Modern Day Slavery
Modern slavery is a crime and a violation of fundamental human rights. It takes various forms such as slavery, servitude, forced and compulsory labour and human trafficking, all of which have in common the deprivation of a person’s liberty by another in order to exploit them for personal or commercial gain.
One organisation particularly well positioned to explain how this practice persists is Anti-Slavery International, an organisation founded by abolitionist William Wilberforce in 1839. Anti-Slavery International has been fighting slavery for more than 180 years.
Currently millions of children and adults are trapped in slavery in every single country in the world. In fact, recent studies have shown an estimated 40 million people are trapped in slavery around the world.
- 1 in 4 are children
- 71% are woman and girls
- Over 10,000 were identified as potential victims by UK authorities in 2019
Exploitation is hidden in plain sight, making the victims harder to spot. Around half of all exploitation (including child labour), happens in the operations and supply chains of businesses.

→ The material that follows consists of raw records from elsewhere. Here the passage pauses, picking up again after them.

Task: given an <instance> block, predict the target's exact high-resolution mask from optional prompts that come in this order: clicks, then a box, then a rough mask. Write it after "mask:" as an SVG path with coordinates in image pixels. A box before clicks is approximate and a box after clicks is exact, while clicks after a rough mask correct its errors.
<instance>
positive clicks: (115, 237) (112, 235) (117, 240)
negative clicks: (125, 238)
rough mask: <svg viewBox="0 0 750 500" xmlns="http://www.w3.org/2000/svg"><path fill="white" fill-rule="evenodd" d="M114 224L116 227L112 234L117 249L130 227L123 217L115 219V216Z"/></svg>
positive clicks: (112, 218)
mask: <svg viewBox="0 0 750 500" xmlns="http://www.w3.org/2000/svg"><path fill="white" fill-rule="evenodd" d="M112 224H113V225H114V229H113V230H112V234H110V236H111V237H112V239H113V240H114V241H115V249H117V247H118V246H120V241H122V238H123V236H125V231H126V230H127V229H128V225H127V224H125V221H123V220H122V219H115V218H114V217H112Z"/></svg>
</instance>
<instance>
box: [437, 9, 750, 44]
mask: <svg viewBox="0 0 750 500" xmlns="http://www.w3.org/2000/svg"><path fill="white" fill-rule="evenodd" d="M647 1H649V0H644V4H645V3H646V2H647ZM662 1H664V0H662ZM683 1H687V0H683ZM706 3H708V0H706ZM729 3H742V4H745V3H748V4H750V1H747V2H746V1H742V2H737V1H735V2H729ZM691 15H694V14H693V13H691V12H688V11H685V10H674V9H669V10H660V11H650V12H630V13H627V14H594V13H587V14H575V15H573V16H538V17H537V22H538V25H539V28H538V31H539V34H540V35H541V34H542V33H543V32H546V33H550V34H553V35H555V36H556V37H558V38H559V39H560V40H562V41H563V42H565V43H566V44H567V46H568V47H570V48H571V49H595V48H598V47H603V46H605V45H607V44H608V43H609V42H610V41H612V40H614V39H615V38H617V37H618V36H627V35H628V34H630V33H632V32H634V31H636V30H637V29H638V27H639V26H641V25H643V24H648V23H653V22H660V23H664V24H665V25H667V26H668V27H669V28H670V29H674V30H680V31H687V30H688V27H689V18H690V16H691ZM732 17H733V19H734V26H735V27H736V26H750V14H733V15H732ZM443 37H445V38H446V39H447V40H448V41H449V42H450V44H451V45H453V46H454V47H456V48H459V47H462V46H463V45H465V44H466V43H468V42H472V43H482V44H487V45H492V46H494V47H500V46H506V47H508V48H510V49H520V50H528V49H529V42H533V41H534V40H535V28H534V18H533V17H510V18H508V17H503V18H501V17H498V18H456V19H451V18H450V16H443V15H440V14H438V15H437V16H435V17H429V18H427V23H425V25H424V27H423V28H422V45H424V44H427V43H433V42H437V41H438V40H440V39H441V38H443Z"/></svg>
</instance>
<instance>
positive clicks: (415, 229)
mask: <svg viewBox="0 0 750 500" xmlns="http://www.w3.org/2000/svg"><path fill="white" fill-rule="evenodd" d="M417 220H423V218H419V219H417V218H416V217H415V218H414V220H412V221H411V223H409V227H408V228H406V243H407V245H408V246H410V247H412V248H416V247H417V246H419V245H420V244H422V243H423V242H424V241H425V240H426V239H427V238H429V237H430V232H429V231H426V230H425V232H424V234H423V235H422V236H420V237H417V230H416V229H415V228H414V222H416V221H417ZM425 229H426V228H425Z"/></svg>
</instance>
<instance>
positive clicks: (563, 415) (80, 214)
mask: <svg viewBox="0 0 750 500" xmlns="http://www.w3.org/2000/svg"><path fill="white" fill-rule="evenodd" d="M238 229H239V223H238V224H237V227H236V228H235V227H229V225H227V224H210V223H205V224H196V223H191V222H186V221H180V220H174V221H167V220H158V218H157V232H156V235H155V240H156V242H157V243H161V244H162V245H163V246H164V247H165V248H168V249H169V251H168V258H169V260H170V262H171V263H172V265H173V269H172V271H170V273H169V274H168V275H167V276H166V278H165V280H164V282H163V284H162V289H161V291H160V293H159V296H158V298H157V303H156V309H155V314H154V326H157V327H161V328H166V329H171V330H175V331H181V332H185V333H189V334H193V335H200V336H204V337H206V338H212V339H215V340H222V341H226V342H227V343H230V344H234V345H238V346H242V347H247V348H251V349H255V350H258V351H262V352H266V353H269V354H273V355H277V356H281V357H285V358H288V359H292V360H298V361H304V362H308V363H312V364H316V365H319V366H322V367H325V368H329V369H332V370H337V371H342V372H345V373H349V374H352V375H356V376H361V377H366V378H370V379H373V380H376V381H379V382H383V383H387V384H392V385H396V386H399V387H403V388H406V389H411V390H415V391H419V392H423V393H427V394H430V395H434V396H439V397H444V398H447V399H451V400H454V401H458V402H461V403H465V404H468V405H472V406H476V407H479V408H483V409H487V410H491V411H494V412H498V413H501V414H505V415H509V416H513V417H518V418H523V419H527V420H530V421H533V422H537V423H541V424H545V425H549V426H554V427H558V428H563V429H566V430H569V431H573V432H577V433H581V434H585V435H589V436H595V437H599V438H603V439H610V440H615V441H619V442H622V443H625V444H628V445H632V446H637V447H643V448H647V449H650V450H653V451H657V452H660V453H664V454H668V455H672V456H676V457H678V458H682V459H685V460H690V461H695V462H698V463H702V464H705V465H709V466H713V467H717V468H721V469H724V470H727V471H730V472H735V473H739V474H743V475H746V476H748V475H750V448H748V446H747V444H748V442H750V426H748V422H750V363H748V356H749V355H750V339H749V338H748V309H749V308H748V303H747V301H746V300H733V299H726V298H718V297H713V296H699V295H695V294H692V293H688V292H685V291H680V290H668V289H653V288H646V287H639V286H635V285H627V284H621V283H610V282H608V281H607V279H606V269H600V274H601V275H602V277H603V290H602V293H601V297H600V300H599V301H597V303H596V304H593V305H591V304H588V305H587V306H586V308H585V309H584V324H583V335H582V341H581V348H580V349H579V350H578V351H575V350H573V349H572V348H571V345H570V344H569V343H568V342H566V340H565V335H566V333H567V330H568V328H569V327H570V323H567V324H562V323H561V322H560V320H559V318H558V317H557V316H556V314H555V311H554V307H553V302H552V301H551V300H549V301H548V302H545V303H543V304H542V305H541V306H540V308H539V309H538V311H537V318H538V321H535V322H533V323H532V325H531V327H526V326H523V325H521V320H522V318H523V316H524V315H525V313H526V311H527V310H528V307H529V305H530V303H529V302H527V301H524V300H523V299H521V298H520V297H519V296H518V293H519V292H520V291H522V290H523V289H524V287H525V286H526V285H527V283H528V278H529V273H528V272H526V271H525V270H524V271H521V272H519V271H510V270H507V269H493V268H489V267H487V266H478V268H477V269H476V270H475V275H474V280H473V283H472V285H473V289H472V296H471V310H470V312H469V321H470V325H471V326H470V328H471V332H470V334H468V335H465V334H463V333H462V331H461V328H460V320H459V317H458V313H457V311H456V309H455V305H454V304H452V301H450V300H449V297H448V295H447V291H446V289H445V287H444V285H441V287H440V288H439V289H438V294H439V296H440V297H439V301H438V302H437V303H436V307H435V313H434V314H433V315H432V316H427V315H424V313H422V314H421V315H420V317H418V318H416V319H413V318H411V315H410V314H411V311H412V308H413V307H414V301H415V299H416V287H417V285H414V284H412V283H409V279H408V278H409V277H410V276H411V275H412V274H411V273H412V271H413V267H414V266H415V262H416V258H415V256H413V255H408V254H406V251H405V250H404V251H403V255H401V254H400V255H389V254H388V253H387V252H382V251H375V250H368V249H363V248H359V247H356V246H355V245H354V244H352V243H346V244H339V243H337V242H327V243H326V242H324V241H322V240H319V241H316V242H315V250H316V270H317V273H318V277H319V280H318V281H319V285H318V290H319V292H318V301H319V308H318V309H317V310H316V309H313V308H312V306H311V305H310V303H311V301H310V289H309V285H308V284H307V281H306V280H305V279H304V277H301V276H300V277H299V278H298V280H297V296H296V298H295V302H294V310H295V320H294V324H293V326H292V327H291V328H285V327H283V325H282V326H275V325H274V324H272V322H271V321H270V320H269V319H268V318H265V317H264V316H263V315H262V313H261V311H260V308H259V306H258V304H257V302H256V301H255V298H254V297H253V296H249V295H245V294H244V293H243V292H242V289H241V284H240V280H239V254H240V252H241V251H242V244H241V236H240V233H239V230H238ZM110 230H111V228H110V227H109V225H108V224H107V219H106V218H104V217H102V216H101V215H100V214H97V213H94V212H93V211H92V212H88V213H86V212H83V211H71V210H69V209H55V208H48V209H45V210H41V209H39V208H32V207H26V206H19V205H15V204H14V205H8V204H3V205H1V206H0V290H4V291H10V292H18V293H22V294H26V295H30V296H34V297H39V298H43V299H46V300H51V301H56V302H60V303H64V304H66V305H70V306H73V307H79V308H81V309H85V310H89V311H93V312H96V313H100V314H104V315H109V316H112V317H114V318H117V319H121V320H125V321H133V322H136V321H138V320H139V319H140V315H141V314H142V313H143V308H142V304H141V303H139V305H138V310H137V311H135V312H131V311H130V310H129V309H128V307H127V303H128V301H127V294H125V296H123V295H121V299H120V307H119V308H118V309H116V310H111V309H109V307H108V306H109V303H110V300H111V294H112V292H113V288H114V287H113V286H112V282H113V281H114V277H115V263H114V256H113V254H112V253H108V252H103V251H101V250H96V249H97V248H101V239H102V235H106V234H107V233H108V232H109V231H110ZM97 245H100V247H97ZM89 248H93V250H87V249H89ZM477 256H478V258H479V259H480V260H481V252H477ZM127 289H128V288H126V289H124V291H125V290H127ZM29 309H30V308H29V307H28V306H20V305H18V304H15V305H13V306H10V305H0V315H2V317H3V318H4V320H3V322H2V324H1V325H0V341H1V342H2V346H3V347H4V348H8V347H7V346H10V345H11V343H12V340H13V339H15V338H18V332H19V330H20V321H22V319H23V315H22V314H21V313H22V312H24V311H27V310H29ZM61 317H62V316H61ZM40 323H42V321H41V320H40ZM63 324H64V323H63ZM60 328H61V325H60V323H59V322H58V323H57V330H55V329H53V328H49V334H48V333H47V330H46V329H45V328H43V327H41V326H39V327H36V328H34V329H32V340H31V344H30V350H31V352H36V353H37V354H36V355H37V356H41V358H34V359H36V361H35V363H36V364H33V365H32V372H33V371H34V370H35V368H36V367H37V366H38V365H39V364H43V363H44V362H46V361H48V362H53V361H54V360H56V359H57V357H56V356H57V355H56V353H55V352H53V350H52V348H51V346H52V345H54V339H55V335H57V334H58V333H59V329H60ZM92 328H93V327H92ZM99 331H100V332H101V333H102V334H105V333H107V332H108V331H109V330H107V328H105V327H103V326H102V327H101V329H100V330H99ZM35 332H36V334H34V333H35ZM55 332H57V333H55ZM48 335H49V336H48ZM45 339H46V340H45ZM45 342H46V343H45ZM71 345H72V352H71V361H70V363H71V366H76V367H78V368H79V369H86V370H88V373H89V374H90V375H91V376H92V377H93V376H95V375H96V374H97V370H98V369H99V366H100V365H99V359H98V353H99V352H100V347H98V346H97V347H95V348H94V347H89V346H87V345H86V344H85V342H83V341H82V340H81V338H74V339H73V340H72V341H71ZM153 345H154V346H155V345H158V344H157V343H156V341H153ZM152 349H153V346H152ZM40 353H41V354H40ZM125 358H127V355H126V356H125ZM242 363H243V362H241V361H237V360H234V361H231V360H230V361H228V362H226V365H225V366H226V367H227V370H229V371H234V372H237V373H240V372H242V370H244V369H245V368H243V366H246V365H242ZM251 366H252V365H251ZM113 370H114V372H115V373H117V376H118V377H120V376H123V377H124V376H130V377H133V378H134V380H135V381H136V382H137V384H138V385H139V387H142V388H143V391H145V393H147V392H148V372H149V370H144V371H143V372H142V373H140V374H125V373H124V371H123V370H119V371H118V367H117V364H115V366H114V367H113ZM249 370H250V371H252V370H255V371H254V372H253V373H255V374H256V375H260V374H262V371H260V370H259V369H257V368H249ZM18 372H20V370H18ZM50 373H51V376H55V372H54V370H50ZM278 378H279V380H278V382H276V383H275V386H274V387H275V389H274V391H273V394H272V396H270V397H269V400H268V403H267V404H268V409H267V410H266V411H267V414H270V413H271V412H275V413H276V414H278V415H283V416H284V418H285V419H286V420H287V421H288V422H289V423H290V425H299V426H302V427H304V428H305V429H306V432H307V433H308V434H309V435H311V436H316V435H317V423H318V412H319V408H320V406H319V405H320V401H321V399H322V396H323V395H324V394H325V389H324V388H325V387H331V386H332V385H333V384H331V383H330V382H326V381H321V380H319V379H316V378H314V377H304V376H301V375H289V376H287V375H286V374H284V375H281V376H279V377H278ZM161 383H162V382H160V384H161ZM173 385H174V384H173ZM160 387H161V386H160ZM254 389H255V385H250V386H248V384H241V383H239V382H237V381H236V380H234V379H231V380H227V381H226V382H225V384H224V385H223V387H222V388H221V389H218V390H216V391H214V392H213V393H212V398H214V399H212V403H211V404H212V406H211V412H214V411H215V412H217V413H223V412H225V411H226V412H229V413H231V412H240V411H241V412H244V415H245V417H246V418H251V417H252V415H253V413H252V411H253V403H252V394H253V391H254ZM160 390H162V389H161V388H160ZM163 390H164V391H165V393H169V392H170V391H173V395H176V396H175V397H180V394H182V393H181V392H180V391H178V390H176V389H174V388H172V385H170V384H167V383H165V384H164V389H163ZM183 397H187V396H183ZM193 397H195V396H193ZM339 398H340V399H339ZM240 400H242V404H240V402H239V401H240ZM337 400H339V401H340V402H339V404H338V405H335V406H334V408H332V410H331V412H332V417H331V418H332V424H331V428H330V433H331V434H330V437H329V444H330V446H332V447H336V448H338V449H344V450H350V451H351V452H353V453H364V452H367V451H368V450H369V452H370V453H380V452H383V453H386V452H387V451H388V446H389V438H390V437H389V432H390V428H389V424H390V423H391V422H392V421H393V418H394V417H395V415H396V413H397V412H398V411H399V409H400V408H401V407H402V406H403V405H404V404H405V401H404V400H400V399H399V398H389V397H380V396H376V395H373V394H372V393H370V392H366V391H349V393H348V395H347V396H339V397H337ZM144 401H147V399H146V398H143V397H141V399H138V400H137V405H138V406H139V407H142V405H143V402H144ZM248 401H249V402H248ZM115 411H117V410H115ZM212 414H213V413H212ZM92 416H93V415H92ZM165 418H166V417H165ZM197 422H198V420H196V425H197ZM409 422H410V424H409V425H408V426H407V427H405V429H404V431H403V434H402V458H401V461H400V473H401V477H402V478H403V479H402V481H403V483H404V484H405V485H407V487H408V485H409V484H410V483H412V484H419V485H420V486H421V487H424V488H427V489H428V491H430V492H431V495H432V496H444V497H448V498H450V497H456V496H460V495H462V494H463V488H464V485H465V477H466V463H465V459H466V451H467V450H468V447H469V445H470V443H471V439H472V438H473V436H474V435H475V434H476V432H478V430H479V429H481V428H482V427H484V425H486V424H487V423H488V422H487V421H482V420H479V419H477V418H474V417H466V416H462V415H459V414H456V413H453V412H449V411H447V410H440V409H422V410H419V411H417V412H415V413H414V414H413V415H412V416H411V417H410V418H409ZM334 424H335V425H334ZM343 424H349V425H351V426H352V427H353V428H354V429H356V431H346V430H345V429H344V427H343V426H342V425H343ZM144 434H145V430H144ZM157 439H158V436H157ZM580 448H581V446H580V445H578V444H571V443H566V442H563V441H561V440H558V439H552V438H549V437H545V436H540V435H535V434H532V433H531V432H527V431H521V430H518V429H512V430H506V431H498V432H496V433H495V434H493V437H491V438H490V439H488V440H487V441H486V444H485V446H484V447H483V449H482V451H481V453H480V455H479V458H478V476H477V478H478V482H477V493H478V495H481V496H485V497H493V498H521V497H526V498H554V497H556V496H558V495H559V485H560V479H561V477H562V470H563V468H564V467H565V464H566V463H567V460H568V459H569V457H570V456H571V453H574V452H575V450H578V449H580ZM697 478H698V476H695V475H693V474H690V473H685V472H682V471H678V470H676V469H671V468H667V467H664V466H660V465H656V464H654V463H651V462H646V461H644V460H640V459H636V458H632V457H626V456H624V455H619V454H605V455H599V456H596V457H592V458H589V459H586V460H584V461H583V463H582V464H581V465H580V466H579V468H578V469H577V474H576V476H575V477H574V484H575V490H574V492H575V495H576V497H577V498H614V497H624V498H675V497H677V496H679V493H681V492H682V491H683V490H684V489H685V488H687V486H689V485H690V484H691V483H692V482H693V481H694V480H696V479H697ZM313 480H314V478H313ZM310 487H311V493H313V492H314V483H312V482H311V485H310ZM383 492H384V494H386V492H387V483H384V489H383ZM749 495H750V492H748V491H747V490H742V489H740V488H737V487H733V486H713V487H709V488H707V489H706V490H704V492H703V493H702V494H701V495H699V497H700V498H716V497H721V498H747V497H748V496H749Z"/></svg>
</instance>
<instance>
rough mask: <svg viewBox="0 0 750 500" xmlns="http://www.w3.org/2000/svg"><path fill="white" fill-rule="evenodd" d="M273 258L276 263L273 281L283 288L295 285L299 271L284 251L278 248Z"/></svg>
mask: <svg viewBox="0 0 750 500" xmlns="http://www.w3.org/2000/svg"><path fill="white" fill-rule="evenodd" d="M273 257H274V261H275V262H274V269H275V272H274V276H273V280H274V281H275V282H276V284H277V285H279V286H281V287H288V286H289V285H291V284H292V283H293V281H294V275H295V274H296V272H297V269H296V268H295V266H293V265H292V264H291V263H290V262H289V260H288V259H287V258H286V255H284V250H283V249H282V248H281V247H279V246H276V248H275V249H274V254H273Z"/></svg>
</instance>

From the outside the job can look very normal, but people are still being controlled and are normally too scared to speak out. In most cases, they have their passports taken away from them and constantly threatened with deportation or their families being harmed. They can have their money taken away, forcing them into debt, making it harder for them to get out of the situation they are in. In extreme cases they can face violence and threats.
The good news is that international laws around supply chains and forced labour are increasing, aligning, and now improving. Towards the end of 2020, the UK Government announced significant potential upgrades to its transparency in supply chains legislation – widening its scope to include public sector procurement, mandatory reporting, board accountability and civil penalties.
Anti Modern Day Slavery Policy
The Modern Slavery Act (MSA) 2015 covers four activities, this policy covers all four activities, defined as below:
- Slavery – Exercising powers of ownership over a person
- Servitude -The obligation to provide services is imposed by the use of coercion
- Forced or compulsory labour – Work or services are exacted from a person under the menace of any penalty and for which the person has not offered themselves voluntarily
- Human trafficking – Arranging or facilitating the travel of another person with a view to their exploitation.
Organisations should acknowledge responsibility to comply with all principles of the Modern Slavery Act 2015 and should perform due diligence to provide transparency throughout the organisation.